Interim management is one of the fastest growing employment sectors in the UK and US, but it’s still widely misunderstood or even totally unknown. Today we’re taking a look at the industry to help explain it to those who haven’t encountered it before, clarify it for those who’ve received a confused impression of what it is and most importantly show why you need it and how it benefit your business. If you’re interested in Interim Management, London has plenty of options to get the expertise you need into your business.
Change and Disaster
Most people are familiar with interim management as a resource that’s deployed by companies in extreme situations: when there are big changes afoot or if the company is in trouble. The unexpected loss of an executive due to illness or scandal could see them replaced by Interim experts until the laborious and resource intensive process of hiring a full time replacement is complete.
If a company is in financial trouble, or an important project has exceeded its budget and deadlines, an interim manager might be brought to take sole control of the issue until it’s been resolved. This is how many people experience interim management. As an intervention when something has gone seriously wrong. And while this is one very useful way that interim managers can be deployed, it’s by no means the only one, so if you see that as the only use for them you’re cutting yourself off from a vital asset your business may need.
An Injection of Expertise
A more constructive way of looking at interim talent is as an injection of expertise for your business.
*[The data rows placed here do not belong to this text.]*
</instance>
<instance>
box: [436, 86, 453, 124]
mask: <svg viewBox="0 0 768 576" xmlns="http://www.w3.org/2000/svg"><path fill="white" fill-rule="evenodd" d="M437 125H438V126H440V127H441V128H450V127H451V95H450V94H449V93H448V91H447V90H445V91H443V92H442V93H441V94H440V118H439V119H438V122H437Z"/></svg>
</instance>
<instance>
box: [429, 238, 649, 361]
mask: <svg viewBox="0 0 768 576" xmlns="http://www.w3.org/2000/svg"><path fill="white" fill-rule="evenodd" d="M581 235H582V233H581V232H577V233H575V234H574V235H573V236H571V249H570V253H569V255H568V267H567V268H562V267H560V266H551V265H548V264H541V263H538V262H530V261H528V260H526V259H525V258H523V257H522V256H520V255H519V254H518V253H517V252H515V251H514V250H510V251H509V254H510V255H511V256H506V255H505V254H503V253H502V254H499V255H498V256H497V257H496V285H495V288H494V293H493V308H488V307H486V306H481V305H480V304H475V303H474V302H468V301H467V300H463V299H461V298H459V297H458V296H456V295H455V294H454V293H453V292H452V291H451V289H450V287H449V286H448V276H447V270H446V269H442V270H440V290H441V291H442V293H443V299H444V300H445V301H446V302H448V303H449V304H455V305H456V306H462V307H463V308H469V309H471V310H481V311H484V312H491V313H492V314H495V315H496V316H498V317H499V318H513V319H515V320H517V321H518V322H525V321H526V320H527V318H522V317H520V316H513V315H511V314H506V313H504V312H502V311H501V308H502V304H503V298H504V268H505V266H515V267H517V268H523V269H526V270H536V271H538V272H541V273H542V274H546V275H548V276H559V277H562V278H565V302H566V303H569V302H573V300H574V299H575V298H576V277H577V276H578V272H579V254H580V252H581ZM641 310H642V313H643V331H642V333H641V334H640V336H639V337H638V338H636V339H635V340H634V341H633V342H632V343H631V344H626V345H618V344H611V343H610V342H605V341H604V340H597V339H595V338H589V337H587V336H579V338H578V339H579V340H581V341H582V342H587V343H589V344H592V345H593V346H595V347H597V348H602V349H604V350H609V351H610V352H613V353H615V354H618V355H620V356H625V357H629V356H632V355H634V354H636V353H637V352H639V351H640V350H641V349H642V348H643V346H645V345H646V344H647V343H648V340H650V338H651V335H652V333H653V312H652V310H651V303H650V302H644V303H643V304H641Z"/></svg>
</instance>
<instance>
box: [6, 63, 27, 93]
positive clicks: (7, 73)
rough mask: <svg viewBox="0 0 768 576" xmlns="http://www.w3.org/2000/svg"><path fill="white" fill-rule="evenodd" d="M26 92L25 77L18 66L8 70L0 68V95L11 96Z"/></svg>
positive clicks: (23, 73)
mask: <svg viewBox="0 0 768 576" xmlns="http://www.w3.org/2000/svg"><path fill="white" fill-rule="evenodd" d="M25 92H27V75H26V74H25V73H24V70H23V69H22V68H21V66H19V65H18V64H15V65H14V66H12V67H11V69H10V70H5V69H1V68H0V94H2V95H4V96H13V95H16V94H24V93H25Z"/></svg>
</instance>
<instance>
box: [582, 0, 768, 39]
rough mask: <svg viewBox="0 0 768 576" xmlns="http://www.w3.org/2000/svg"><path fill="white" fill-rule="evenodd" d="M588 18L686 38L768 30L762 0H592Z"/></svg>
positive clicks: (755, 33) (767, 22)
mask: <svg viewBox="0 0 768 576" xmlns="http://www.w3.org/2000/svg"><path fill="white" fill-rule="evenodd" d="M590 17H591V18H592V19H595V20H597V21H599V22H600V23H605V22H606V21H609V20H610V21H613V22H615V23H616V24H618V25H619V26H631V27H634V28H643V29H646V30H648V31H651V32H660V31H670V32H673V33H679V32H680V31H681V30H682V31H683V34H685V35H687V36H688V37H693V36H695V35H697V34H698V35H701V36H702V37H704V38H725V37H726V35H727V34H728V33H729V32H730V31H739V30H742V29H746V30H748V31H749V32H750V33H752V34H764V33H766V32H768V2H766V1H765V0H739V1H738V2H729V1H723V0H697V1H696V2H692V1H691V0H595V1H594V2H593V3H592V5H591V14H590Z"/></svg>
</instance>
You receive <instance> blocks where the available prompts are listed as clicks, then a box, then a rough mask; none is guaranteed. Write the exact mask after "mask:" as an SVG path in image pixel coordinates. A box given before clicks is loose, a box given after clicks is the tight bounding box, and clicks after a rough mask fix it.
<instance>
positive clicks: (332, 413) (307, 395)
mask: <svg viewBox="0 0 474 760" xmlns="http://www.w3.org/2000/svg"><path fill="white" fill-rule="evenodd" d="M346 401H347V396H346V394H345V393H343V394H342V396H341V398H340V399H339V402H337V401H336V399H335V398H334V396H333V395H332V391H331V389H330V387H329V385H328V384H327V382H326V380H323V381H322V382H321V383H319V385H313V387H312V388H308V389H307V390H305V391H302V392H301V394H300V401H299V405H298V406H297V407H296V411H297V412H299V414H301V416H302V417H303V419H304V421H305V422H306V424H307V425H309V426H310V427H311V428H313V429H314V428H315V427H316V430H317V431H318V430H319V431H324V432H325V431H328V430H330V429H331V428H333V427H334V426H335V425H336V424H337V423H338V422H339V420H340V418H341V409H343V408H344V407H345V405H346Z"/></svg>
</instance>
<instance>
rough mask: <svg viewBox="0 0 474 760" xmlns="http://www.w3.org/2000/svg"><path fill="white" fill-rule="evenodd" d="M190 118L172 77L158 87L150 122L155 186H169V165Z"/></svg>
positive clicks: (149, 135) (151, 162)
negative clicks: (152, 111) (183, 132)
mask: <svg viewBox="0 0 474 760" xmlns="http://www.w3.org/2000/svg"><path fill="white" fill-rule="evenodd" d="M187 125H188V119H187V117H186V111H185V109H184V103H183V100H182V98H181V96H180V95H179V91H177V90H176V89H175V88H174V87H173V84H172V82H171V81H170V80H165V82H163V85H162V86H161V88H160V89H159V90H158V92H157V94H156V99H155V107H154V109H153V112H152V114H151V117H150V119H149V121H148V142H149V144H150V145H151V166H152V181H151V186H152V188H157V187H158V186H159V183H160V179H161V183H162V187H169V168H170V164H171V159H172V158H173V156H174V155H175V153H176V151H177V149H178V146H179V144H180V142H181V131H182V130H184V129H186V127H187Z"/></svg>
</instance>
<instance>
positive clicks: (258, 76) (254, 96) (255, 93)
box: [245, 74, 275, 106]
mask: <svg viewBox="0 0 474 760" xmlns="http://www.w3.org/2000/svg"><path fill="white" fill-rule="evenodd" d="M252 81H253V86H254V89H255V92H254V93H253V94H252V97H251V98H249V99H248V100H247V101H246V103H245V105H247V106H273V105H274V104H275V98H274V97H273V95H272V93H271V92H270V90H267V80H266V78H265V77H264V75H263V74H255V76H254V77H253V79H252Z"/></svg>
There will always be unforeseen problems that can affect a business, from a break in the supply chain, to a change in the global financial outlook, to a sudden need to expand in a new direction. The size of your business will dictate the extent to which things can be unforeseen: a small new start up has less people and they tend be younger so there simply isn’t the collective experience to account for everything that could happen.
When you need expertise an interim manager can be the right one to inject. Imagine a small start-up. They just have a small core team: experts in bringing the product to market, an embryonic sales operation and the bare minimum of customer service staff. There isn’t any need to employee a full time HR team for such a business. But they do need the processes and systems to track absence and holiday, and monitor performance that HR bring with it. An Interim HR specialist can spend a short time working with this start up, impart their experience and leave them with the systems necessary to keep things on track until they’re of a sufficient size to support a full HR team.